Love her or hate her — or both.
Regina George, the pink-wearing, Burn Book-leaking, cranberry juice cocktail-drinking popular girl in Tina Fey’s “Mean Girls,” was one of the most notable characters to emerge from the early Aughts. Played by Rachel McAdams, George was the antagonist to Lindsay Lohan’s Cady Heron — the new girl at North Shore High who, along with outsiders Janis Ian and Damian Leigh, makes it her personal mission to take down the female clique known as The Plastics.
“Mean Girls” portrayed some of the most complex — and appalling — parts of the high school experience with a comedic mastery so tight, it continues to be culturally relevant nearly 15 years after its release. “She doesn’t even go here,” “On Wednesdays we wear pink” and “You go, Glenn Coco” are just some of the highly quotable moments that have been reproduced on T-shirts, mugs, jewelry, pillows, you name it. And starting today, some — if not all — will reappear in Fey’s Broadway adaptation of the beloved movie.

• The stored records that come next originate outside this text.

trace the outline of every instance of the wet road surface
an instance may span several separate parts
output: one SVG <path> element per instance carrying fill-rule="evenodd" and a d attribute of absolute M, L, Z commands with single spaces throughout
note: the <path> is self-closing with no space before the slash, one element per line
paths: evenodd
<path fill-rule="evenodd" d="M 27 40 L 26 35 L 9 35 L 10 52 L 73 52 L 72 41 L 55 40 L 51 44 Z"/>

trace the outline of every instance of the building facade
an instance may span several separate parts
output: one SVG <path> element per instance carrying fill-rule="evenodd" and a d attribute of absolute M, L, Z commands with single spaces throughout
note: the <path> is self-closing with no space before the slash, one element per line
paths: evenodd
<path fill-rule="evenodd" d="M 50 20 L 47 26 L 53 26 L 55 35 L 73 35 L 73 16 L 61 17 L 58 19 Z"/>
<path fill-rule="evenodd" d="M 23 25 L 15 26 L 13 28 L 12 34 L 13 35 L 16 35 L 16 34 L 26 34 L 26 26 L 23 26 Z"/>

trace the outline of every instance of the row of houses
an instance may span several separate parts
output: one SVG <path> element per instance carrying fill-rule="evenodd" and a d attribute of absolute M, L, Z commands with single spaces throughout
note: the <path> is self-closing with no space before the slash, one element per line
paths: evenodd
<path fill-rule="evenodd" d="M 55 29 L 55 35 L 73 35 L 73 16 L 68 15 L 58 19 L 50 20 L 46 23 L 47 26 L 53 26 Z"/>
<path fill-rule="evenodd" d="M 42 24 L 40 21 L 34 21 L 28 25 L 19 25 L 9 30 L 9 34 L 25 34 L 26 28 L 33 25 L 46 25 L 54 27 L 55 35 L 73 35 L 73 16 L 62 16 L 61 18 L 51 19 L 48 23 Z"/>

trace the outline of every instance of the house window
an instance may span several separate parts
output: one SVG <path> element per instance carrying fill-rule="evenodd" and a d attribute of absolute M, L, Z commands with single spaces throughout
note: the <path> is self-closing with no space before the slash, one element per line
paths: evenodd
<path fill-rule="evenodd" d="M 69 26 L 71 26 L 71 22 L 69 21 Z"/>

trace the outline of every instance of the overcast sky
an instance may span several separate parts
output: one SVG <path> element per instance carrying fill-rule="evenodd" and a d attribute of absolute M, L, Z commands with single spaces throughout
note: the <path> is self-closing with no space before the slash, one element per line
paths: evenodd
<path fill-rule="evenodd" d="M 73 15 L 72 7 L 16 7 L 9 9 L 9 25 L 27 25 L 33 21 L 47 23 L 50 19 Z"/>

The “Mean Girls” musical stars Erika Henningsen as Cady Heron, Ashley Park as Gretchen Wieners, Kate Rockwell as Karen Smith, Barrett Wilbert as Janis Sarkisian, Grey Henson as Damian Hubbard and Kyle Selig as high school heartthrob Aaron Samuels. Taylor Louderman, of “Bring It On: The Musical” and “Kinky Boots,” is Regina George.
“I never played the bad guy before — I’ve done a lot of sweet roles, so I really wanted to try my hand at that,” she says. “My high school experience, and I think a lot of people feel this way, was complicated and intense and I learned a lot about female relationships during that time. I would say I’m still reflecting on it.”
Louderman hails from a small town in Missouri called Bourbon, “where the cattle population exceeds the human population.” She grew up on Shirley Temple movies and “Annie,” and has been involved in theater since she was 10 years old. Like many Millennials, she’s watched “Mean Girls” “a million times” and, like many of its fans, was both horrified and entertained by Regina George’s character.
The Broadway version, in previews now, maintains the same plot as the film. Book writer Fey was around “every day,” according to Louderman and Fey’s husband, Jeff Richmond, wrote the music.
“One of the things Tina [Fey] recognizes, and this is why I idolize her so much, is that the show has sort of a moral opportunity to teach young women — maybe sometimes grown women and men for that matter — that we’re safer and happier when we look out for one another, even if we may have differences that we don’t like,” Louderman says. “I would say we hit that message a little bit harder, not in a cheesy or sappy way necessarily, but in a really endearing and charming way.”
She wasn’t in touch with McAdams during rehearsal — “I’d be too intimidated to reach out to her” — but Louderman has been paying attention to what the original Regina George actress has said about the play. At the Toronto Film Festival in September, McAdams said she hoped to get an invitation to the musical and would love to see it.
Louderman says that in high school, she was “at one point the popular girl and then at one point this theater nerd and at one point the jock.” She was also at one point the new girl and went through a period of social isolation.
“That was super heart-wrenching for me,” she says. “At that age, we don’t know how to deal with anger or conflict in a straightforward, healthy way. The judgment and the competition can create a lot of resentment and anxiety. That can manifest itself in some really unhealthy social dynamics. I was definitely a part of a clique and we all had our friend groups, but I tried really hard to branch out and be friends with a lot of people. There is power in having a friend group because you have this bond that helps you navigate girl world and it creates safety and self-esteem. But if you speak up to the leader, you risk that social isolation or not having a group and feeling really left out.”
Unlike the halls of the fictional North Shore High, “Mean Girls” the musical offered Louderman a sense of fellowship — literally. She and castmates Henningsen (Cady) and Park (Gretchen) attended the University of Michigan together, and Louderman knew Rockwell (Karen) from her very first Broadway show. This familiarity with one another paired with Fey’s expertise helped lighten the load of starring in a version of a movie that has essentially become pop culture required reading.
“I try to keep it light and fun because it’s a lot of pressure to put on this huge production that Tina Fey is doing,” Louderman says. “It’s an incredible opportunity so it can get scary at times and it can feel like, ‘OK there’s gonna be a lot of judgment coming our way,’ but it’s so important to have each others’ back. I know I need the support. I feel so grateful to be surrounded by people who feel the same way, where the show is the priority and it’s not about us as individuals.”